Rowan Reid (left) and Ben Childress (right) speak during a SGA Town Hall at Memorial Hall on Tuesday, March 1, 2016 in Lexington, Ky. Photo by Joel Repoley | Staff.

Will Wright [email protected]

A formidable year awaits the soon-to-be-elected president and vice president of UK’s Student Government Association. 

Steep cuts from Gov. Matt Bevin’s proposed budget loom over the heads of administrators, and minority students are rallying to implement changes to make campus more welcoming for minority students. 

SGA presidential candidate Rowan Reid and vice presidential candidate Ben Childress largely focused on these two issues at a town hall in Memorial Hall on Tuesday. 

Reid said that with the proposed cuts, which will likely lead to higher tuition, it is “necessary now more than ever” for SGA to help find solutions. 

They proposed boosting funding for scholarships and childcare grants, but Reid also said she would not advocate to stop all tuition increases. 

While tuition should not rise too much, she said without tuition increases, degrees could become less valuable. UK must make up for state cuts to perform to the highest ability, she said. 

The current SGA administration of Austin Mullen is working to stop or lessen the cuts. SGA will host tables where they will give students phone numbers of state legislators so students and their parents can voice concerns. 

What would be even better, Mullen said, is if students went to their legislators’ offices. 

“When it’s a constituent they represent … they are much more receptive,” Mullen said. 

Mullen said that along with rallying students against the budget cuts, SGA will work with UK administrators to make campus more inclusive.

Reid and Childress rescheduled their town hall Tuesday to not conflict with the UK Call To Action Town Hall, where black students called for diversity initiatives. 

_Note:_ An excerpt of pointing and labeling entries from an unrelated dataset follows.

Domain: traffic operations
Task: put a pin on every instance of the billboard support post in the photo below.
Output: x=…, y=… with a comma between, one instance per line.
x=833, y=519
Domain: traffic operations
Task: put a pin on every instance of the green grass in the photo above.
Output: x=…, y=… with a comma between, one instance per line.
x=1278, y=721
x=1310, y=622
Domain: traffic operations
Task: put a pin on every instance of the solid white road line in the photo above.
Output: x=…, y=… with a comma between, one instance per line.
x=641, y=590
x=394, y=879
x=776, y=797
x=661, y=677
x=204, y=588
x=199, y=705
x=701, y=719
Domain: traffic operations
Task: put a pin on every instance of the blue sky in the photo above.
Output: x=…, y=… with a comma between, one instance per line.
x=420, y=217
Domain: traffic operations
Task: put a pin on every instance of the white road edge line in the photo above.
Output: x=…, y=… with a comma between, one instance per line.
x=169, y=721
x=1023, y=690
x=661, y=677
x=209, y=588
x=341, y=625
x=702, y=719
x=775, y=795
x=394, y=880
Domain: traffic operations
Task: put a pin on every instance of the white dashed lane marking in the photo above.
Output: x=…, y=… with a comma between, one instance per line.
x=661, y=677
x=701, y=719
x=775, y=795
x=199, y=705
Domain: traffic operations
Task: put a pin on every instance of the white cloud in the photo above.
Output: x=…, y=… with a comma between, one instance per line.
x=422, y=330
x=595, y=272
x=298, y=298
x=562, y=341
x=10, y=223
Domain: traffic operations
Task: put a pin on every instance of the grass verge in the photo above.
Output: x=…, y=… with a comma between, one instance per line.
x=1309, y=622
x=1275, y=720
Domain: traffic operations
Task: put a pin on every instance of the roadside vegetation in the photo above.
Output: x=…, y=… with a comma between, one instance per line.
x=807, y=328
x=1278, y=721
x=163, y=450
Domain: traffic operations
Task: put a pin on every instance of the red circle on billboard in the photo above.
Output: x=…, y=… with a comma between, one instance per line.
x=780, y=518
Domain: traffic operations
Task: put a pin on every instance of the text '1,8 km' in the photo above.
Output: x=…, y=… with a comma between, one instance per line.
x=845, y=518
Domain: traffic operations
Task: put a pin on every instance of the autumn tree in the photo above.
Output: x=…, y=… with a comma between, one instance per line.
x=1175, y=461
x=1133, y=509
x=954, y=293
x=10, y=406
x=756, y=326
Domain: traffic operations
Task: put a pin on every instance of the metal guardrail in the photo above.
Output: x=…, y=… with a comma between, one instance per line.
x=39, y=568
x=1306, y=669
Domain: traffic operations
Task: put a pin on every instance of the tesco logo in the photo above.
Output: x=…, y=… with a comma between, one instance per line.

The candidates plan to expand the SGA Student Coalition for Diversity & Inclusion, and to work more closely with minority student groups. 

“We’re … focused on enacting policy change that will kind of change the campus culture,” Reid said. “To change a culture, it takes time, but it’s our hope that by promoting all these different initiatives, … students will become more open and aware of how their actions and words affect other people.”